Solving a scientific mystery often requires intense focus on a very specific matter. It’s something Zongchao Jia (Biomedical and Molecular Sciences) knows well as he has been zeroing in on molecules called polyphosphates. 

Recently, his team discovered that polyphosphates can modify proteins – a breakthrough that can have implications for how we treat cancer, cognitive impairments, autoimmune diseases, and other health issues.

You may remember from high school biology classes: ATP, involved in providing energy for living cells, contains triphosphate (a short form of polyphosphate). Polyphosphates are found in almost every living organism, from bacteria and yeast to humans and other long-living animals. They can also be found in non-living things, like minerals, and have a variety of potential uses, such as in water purification, agricultural fertilizers, cement thickening, and as food additives.

With that many applications, it is no surprise that researchers across disciplines have been working on new and innovative ways to use polyphosphates. But Dr. Jia, Canada Research Chair in Structural Biology, and his former PhD student Nolan Neville came across a new possible application almost by accident. 

At the time, they were researching an enzyme named polyphosphatase kinase, responsible for producing polyphosphates in bacteria, and the team’s main goal was to investigate alternative treatments for bacterial infections – ones that didn’t lead to antibiotic resistance. But when looking for a way to block the enzyme from doing its job in the bacteria, the team discovered that the polyphosphates produced by the enzyme could actually do something else – modify certain proteins within the bacteria. Since then, the team has found that polyphosphates can modify many proteins in humans, yeast, and plants.

Proteins have different functions within organisms – for example, they can transport nutrients or drive metabolic processes. Every cell contains in its nucleus the recipe for synthesizing the proteins they need – it is recorded in their DNA and, through processes known as transcription and translation, leads the cell to build chains of proteins’ building blocks, the amino acids.

Dr. Jia's lab is working to help design the antibacterial drugs of the future. Viewed under UV light, the bacterium Pseudomonas aeruginosa's pigment pyocyanin produces blue fluorescence, capturing the swarming motility of the bacterium as they swim away from a drop of culture at the centre of the agar plates. Their research is working to engineer new drugs that inhibit this virulence that contributes to its antibiotic resistance leading to infection. Photo submitted to the Queen's Art of Research photo contest by Nolan Neville entitled "Bacterial Swarming Motility".

Most proteins will reach their final composition and form through these processes. However, in some cases, they undergo further modifications that may cause changes not only to their structure, but also to their function in the organism. Scientists call this phenomenon a post-translational modification. In the diminutive environment of a cell, it’s a big deal.

“Single phosphate modification, also known as phosphorylation, has been known and studied for decades. But this new discovery, polyphosphate modification, opened new research possibilities for us,” says Dr. Jia.

Polyphosphates have been reported to play a role in health conditions such as blood clotting, cancer, and neurodevelopmental disorders.
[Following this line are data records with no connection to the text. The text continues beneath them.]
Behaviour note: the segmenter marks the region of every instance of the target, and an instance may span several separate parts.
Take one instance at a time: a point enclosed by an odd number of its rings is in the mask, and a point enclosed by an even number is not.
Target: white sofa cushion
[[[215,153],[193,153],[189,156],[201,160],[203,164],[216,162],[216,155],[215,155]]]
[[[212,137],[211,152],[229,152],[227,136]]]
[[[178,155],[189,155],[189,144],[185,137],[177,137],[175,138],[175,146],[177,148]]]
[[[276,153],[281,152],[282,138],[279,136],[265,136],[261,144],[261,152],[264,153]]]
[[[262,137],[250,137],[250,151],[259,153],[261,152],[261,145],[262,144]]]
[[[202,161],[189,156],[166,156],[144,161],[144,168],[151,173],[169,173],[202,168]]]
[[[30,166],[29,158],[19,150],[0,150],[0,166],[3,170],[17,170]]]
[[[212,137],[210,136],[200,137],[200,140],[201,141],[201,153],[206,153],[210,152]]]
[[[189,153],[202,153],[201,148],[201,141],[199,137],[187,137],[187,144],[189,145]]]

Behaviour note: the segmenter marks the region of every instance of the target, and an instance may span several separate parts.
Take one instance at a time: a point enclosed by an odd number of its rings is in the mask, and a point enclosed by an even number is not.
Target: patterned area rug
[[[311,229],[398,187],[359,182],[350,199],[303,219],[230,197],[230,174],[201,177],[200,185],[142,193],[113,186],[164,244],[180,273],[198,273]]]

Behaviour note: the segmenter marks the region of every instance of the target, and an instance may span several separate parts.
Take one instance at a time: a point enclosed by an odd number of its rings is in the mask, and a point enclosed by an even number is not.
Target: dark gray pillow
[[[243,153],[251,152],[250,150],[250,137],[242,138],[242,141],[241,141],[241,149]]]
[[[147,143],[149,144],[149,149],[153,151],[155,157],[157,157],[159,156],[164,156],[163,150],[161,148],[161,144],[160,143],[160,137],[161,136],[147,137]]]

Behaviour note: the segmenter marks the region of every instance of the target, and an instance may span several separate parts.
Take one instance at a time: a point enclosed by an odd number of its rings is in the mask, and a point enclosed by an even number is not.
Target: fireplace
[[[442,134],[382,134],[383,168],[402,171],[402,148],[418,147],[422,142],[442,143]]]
Think of them as a new type of molecular switches – like the switches used to lights on and off. However, the specific mechanisms through which this happens remain unclear.

Once researchers can clarify these mechanisms, new potential applications may be revealed. 

“We may be looking at ways to either block or enhance polyphosphate modification, according to the problem we are trying to solve,” Dr. Jia says.

After publishing a series of eight research papers (and counting), Dr. Jia and team are particularly excited about two proteins that can be modified through polyphosphate modification. The first one is associated with cognitive impairments observed in Down syndrome and other conditions like autism spectrum disorders and Alzheimer’s. The second protein plays a dual role in cancer: depending on the cellular context, it may cause cells to grow and divide, or it can do the exact opposite and act as a tumor suppressor. The same protein can have implications for autoimmune diseases such as type 1 diabetes and rheumatoid arthritis.

There is still a long way to go before the research can be translated into new medical treatments. However, discoveries like this stress the importance of foundational science. 

“Our study highlights the importance of exploring unconventional mechanisms to unravel complex biological processes and advance biomedical research,” Dr. Jia says.